County poverty, hunger addressed

By James Green

Solutions and growing awareness for local homelessness and hunger were discussed Tuesday at the Campus Life Building.

Dan Kenney, DeKalb County Community Gardens director, and Lesly Wicks, Hope Haven homeless shelter director, gave a presentation as a part of NIU’s Hunger and Homelessness Awareness Week.

Kenney said about 13,920 DeKalb residents — 4,600 of those children — do not have a secure, reliable way to feed themselves from week to week. Of that number, he said nearly 6,000 don’t earn enough to afford adequate nutrition, but they make just enough to keep them from being eligible for public benefits.

“Poverty and hunger aren’t obvious in DeKalb,” Kenney said. “They’re an everyday issue.”

To solve DeKalb’s hunger problems, DeKalb County Community Gardens volunteers have planted food gardens throughout the area at 40 sites. This year, Kenney said, DeKalb County Community Gardens has grown 14,000 pounds of fruits and vegetables for food pantries. Kenney said there are hopes to create a regional food hub where produce can be grown, processed and distributed in surrounding areas, making a local food security system.

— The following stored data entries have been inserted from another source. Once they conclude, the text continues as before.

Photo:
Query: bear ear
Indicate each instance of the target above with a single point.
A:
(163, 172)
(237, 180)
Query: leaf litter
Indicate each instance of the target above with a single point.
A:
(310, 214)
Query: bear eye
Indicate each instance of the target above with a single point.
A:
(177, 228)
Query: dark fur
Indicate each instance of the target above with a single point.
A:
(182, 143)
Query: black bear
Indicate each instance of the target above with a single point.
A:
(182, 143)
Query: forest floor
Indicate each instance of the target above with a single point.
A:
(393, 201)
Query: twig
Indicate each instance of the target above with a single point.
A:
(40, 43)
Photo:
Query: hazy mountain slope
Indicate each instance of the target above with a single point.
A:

Hunger is naturally connected to poverty, which, Wicks said, has been on the rise since 2007. Poverty rates in Illinois rose from 11.9 percent to 15 percent between 2007 and 2011, and 40 percent of homeless people are poverty stricken families, Wicks said. Hope Haven plans on introducing a new rapid rehousing initiative, which will give families financial assistance for a month until they can get back on their feet.

Wicks and Kenney both hope that after the presentation attendees will be more aware of the social issues in the area and will be inspired to help their communities. Both DeKalb County Community Gardens and Hope Haven welcome volunteers.

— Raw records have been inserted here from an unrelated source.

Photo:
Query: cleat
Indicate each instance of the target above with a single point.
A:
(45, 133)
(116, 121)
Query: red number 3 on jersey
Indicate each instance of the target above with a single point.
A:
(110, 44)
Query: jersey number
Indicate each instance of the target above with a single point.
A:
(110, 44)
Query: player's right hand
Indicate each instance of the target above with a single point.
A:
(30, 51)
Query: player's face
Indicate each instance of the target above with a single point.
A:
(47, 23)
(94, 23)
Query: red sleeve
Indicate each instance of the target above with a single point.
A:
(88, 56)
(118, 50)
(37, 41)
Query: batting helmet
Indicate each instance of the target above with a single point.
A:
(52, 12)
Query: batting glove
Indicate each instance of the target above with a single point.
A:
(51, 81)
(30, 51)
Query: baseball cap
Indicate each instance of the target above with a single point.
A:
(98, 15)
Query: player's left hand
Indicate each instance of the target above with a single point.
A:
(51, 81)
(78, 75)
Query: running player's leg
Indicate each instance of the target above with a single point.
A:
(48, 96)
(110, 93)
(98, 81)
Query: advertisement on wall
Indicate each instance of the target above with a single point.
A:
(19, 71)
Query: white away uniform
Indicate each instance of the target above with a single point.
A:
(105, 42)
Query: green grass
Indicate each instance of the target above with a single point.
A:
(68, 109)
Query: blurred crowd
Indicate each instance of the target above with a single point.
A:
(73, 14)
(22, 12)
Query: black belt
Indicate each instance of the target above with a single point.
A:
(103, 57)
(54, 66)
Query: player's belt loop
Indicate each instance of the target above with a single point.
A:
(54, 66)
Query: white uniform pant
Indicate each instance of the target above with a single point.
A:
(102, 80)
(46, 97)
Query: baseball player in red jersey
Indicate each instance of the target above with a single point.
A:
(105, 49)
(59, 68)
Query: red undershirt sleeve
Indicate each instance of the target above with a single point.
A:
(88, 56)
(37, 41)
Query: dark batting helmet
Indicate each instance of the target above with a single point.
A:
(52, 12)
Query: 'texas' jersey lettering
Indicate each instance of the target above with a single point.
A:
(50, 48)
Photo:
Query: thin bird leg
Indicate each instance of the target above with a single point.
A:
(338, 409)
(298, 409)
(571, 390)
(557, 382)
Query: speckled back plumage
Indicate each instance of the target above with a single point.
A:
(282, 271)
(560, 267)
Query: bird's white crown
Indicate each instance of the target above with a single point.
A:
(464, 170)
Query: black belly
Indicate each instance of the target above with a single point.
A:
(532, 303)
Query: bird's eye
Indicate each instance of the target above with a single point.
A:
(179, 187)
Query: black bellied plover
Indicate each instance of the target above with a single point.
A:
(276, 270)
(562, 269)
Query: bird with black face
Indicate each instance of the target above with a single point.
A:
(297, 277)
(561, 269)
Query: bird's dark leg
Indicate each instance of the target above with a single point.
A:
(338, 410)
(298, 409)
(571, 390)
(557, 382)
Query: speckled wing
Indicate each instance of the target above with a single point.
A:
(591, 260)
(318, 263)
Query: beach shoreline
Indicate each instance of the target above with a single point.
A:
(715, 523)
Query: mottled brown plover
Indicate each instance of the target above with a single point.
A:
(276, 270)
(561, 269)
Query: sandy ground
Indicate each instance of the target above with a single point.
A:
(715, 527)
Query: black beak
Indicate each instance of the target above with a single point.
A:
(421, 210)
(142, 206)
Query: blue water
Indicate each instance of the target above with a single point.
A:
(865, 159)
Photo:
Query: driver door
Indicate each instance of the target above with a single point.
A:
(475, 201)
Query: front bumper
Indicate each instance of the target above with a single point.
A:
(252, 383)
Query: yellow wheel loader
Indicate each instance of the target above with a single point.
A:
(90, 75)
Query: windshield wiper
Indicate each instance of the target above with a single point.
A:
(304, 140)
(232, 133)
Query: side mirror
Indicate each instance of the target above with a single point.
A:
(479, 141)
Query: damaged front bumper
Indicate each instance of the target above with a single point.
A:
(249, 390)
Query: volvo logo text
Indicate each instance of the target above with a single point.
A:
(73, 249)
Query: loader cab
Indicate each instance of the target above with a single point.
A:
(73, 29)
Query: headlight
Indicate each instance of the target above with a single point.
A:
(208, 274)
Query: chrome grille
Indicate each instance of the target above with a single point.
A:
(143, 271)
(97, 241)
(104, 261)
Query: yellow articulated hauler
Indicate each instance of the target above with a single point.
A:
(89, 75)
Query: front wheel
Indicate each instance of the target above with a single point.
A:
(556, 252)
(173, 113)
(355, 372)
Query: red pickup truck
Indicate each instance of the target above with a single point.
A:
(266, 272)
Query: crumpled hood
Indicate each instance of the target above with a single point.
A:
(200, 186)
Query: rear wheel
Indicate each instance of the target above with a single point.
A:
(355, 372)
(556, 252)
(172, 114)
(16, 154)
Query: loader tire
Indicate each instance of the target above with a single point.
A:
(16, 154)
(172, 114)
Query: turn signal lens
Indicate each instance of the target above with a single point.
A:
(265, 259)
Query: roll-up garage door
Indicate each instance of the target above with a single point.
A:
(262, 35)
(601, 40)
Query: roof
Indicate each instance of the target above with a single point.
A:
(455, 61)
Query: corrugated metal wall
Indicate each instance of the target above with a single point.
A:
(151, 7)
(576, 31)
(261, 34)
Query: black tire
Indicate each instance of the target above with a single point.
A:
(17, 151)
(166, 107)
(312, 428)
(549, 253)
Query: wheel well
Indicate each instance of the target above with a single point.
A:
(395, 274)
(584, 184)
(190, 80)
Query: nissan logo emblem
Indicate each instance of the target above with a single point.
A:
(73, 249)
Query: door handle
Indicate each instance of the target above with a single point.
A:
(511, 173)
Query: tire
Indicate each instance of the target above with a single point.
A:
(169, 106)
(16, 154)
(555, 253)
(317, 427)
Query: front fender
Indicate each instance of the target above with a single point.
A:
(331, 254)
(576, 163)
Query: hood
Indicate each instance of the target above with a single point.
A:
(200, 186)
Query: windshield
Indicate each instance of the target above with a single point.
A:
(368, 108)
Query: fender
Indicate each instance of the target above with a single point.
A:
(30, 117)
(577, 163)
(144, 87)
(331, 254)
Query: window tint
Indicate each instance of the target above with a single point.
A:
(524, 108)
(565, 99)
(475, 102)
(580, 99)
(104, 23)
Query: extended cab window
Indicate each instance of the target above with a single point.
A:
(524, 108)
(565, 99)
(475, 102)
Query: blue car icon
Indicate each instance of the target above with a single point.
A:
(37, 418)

“People, like students, come here and don’t really see DeKalb as a ‘hub for poverty.’ Homelessness is kind of invisible in rural communities compared to, say, Chicago,” Wicks said.

Wicks believes teaching students social responsibility is important because not everyone, especially those in need, have opportunities for higher education.

Graduate nutrition student Rachel McBride, who attended the Tuesday event, agreed, saying seeing projects that help others in the community has inspired her as a student to do something meaningful with her career.

“I think it would be interesting to see, as a nutrition student and member of CAUSE social entrepreneurship club, how we can use student resources to make a change in communities,” McBride said.